Très vite, Chaplin mettra de côté ce personnage, sans pour autant délaisser les références à Linder. Nous ne prendrons ici qu'un seul exemple pour voir comment Chaplin joue avec son modèle tout en le remodelant à sa guise. Au tout début des deux films Une idylle à la ferme (Max Linder, 1912) et Sunnyside (Une idylle au champ, Charles Chaplin, 1919), un personnage tarde à se réveiller et un deuxième réveille le premier. Chez Linder, le personnage de Max est réveillé par son valet de chambre lui précisant qu'il est déjà près de 12h. Chez Chaplin c'est le propriétaire de la ferme qui réveille brutalement son domestique dès l'aube. Une scène qui peut paraître anodine et banale devient chez Chaplin une situation de gag qu'il exploite le plus possible (on voit Charlot se rendormir et une nouvelle fois contraint de se lever par le propriétaire). Mais en un laps de temps et de gestes très courts, Chaplin reprend différents éléments de la scène de Linder : le coup de pied au derrière, l'illusion dont est victime le deuxième personnage et nos héros déjà habillés au saut du lit. Si Linder est à l'origine du coup de pied, c'est Chaplin qui en est la victime ; si Max est couché la tête en bas, donnant l'illusion au domestique de ne pas réveiller son maître, Chaplin fait croire qu'il est debout en imitant le bruit de ses pas sur le sol et en plaçant ses mains dans ses chaussures ; si Max surgit de ses draps entièrement habillé, Chaplin ôte sa robe de chambre sous laquelle il porte déjà ses vêtements. Ne négligeons pas non plus le parallèle redoublé par le titre des films en français.

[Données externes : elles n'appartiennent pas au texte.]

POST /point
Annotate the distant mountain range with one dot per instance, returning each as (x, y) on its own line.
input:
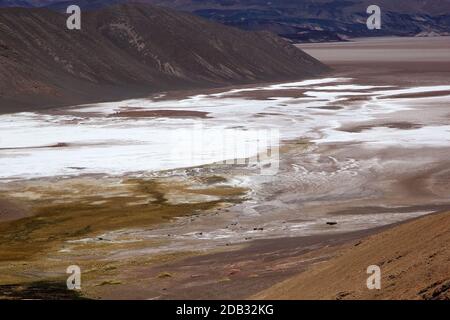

Chaplin cherche évidemment à dépasser son modèle en opposant les lieux où s'inscrit l'action de nos héros : chez Max dans un univers confortable, intime et luxueux, et chez Charlot dans un espace où le confort reste primaire et sobre, et tout aussi inhospitalier. Il existe ainsi bon nombre de reprises du même type dans l’œuvre cinématographique de Chaplin. Au-delà de l'aspect purement comique des films, Linder et Chaplin portent un regard différent sur la vie et les choses du quotidien qui les entourent, tout autant que sur les différents groupes sociaux de leur société à laquelle leurs personnages (et eux-mêmes) appartiennent, mais en entretenant toujours le souci de nous les présenter le plus ordinairement du monde.

Max Linder fut à l’origine d’une production cinématographique phénoménale (il concevait chacun des films qu’il produisait – au moins un par jour !) et son influence fut véritablement prégnante, à la fois sur le public et sur ses pairs. Il reste malgré cela très peu connu aujourd’hui, et mériterait entièrement qu’on le redécouvre.

Géraldine R.  

  « Au seul et unique Max, le professeur, de la part de son disciple. Charlie Chaplin »
Autographe de Chaplin à l'attention de Max Linder, 1917.